Selon le chef de la communauté chypriote turque et président de la République turque de Chypre du Nord (RTCN) autoproclamée, l’ONU nourrit de grands espoirs quant aux perspectives de reprise du dialogue intercommunautaire. Toutefois, M. Tatar a déclaré qu’il ne reculerait pas d’un pouce sur sa condition préalable concernant la nécessité de « réaffirmer l’égalité souveraine et le statut d’État » de la partie nord de Chypre. « Nous attendons donc cela dès maintenant. Seulement si cette confirmation se concrétise en commerce direct, vols directs, contacts directs avec la levée immédiate de toutes sortes d’embargos impitoyables, nous pourrons procéder à une solution juste, à long terme et durable au problème chypriote », a déclaré le dirigeant chypriote turc cité par le quotidien.
M. Tatar a ajouté que sans confirmation des conditions susmentionnées, les dirigeants chypriotes turcs ne reviendront pas à la table des négociations, même si la partie chypriote grecque insiste sur la nécessité de poursuivre le dialogue intercommunautaire à partir du moment où il a été interrompu en 2017 à Crans-Montana, en Suisse, lorsque l’idée de résoudre le problème chypriote sur une base fédérale a été discutée avec des propositions de retrait des troupes étrangères de l’île et d’abolition des garanties de sécurité externes pour Chypre.

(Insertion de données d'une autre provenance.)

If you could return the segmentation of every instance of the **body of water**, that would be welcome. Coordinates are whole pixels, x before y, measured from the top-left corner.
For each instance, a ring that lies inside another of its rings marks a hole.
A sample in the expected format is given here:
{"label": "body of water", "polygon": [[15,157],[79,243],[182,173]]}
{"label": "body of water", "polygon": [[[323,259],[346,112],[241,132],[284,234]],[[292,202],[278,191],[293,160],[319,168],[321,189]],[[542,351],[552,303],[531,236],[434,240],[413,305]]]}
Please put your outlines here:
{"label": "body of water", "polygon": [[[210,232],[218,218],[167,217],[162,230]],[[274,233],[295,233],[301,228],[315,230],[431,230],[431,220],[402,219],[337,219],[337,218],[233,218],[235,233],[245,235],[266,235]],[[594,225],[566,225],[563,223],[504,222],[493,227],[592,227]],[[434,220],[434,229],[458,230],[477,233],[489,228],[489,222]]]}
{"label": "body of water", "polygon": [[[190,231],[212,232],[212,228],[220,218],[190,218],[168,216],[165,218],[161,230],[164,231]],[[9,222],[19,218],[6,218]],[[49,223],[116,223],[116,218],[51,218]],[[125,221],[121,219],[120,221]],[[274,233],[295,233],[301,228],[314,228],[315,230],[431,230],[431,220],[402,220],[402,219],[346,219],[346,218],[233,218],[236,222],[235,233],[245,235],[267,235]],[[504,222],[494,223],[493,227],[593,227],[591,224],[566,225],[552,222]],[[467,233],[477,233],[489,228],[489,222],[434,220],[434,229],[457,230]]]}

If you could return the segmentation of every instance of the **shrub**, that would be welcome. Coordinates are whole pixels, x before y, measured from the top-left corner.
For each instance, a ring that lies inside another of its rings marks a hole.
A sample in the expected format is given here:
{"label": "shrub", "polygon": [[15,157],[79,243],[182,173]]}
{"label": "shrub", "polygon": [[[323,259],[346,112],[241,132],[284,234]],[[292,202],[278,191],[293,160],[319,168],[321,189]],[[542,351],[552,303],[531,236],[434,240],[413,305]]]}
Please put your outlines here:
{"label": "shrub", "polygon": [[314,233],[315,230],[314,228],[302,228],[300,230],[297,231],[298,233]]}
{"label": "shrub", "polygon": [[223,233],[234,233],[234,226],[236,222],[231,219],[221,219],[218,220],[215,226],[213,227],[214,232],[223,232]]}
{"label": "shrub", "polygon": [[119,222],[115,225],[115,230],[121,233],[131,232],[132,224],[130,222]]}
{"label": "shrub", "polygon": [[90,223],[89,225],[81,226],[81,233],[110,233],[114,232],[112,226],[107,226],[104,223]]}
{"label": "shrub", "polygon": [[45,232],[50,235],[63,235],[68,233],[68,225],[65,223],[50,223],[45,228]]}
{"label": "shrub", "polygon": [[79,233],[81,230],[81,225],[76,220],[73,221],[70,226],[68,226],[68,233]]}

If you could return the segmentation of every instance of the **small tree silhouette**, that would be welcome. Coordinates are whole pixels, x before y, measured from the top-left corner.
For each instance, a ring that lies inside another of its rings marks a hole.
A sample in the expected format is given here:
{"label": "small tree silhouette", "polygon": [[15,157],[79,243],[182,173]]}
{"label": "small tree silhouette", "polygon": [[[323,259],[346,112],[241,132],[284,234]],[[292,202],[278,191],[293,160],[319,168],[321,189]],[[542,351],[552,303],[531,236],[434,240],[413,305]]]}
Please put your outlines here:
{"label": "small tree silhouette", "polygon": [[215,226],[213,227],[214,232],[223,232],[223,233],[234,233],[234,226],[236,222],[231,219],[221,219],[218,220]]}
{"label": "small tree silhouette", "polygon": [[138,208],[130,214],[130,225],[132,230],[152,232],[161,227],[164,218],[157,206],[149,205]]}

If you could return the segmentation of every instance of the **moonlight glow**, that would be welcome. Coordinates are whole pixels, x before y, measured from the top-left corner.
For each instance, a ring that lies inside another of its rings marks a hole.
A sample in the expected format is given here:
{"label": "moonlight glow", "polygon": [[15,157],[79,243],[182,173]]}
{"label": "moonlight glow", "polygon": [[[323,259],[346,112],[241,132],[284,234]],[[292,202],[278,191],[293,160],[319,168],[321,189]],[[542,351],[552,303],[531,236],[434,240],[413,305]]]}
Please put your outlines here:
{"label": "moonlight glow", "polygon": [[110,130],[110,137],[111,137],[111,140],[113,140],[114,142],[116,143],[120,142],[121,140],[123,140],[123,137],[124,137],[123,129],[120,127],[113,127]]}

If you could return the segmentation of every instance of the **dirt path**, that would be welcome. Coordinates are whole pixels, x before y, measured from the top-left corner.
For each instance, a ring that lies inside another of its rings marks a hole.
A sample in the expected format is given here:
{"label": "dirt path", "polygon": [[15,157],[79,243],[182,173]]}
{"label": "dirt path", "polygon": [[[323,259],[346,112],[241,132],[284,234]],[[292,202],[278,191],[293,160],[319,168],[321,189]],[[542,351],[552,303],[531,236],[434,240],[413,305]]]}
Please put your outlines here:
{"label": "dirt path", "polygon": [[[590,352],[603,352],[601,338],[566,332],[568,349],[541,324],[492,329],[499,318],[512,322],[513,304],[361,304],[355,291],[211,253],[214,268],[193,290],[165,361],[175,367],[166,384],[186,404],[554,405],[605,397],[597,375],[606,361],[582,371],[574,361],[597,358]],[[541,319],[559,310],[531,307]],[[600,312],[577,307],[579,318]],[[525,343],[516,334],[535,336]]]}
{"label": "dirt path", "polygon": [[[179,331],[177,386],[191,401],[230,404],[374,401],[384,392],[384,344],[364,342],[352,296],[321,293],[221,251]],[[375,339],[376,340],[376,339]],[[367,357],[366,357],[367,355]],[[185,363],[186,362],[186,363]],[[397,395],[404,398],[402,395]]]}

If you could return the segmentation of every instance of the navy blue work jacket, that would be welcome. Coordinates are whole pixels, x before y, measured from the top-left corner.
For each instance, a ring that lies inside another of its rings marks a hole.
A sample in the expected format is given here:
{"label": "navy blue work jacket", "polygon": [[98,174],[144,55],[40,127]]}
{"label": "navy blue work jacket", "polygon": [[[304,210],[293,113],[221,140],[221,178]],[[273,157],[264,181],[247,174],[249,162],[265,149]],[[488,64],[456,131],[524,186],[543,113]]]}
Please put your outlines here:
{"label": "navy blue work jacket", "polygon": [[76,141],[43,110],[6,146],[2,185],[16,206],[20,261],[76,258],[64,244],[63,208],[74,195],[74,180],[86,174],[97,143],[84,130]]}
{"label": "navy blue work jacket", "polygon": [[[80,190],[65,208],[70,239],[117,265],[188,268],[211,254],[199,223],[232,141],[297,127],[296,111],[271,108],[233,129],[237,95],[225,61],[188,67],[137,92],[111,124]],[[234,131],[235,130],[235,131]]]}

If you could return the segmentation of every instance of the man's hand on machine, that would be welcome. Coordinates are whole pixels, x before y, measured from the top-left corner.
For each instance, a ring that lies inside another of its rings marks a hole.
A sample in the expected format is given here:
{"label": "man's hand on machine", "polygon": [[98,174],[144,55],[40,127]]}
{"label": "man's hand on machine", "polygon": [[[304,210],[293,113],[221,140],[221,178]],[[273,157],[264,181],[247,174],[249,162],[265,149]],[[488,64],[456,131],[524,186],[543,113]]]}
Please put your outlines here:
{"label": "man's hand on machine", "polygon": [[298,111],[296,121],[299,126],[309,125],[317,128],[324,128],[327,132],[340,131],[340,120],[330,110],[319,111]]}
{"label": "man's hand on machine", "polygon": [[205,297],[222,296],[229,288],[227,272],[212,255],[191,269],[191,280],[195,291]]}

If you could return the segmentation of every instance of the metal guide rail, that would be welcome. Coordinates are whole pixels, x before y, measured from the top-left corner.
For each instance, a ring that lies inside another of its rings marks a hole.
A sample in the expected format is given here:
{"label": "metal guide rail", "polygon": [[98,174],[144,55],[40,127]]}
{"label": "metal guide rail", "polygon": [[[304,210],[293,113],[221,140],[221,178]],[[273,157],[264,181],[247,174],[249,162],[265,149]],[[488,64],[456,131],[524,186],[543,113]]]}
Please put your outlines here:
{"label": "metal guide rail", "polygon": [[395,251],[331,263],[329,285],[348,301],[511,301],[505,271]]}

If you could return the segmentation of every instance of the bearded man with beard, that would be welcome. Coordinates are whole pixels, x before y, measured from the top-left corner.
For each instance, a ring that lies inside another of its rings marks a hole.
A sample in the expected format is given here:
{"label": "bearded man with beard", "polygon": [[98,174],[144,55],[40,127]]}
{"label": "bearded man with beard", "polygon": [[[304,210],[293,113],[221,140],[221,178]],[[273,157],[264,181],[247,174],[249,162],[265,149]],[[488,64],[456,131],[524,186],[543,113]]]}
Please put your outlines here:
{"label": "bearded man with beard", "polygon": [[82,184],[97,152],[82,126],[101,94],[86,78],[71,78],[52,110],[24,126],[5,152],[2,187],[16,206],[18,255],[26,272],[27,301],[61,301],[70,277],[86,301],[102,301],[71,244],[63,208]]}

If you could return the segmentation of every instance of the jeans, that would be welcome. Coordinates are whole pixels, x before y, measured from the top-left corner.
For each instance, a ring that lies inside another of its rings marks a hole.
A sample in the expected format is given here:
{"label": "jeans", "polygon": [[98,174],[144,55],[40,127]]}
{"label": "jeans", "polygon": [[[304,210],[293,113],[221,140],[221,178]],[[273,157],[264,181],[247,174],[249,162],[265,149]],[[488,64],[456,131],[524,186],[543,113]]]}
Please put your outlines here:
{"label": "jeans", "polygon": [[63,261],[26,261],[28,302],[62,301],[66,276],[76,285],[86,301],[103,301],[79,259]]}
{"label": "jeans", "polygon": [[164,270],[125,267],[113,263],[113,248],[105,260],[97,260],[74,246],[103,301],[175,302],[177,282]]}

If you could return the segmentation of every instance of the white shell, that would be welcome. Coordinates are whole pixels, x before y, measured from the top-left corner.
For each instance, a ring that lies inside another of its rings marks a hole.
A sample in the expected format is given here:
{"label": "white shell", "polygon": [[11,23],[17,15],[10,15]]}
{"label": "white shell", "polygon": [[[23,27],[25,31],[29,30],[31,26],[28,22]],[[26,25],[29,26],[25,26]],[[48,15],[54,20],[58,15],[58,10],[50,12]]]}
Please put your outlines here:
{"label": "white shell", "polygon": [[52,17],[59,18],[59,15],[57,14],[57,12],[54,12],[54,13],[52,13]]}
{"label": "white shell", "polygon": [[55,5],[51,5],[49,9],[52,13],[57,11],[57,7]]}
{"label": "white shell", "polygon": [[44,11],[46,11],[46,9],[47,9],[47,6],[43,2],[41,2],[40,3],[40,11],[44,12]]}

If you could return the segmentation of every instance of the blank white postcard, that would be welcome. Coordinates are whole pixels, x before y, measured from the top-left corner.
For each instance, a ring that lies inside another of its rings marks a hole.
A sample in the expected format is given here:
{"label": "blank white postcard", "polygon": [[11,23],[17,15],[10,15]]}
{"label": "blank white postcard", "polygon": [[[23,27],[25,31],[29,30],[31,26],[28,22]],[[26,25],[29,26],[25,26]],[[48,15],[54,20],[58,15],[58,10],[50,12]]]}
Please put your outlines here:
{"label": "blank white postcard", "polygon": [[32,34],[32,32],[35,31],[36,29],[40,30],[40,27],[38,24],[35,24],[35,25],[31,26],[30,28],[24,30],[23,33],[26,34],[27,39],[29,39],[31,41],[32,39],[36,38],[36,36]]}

Lors de son discours à Bartin, M. Tatar a continué à insister sur le fait qu’il existe deux États distincts et deux peuples différents à Chypre. Il a souligné que son camp continuait à participer au processus diplomatique en vue d’un règlement de la question chypriote, même en dehors des réunions en face à face avec les autres participants au processus. « Nous exigeons que notre souveraineté soit reconnue avant de nous asseoir à la table des négociations. C’est notre droit le plus naturel », a souligné le dirigeant chypriote turc.
Dans quelle mesure les perspectives de reprise du dialogue sont-elles réalistes?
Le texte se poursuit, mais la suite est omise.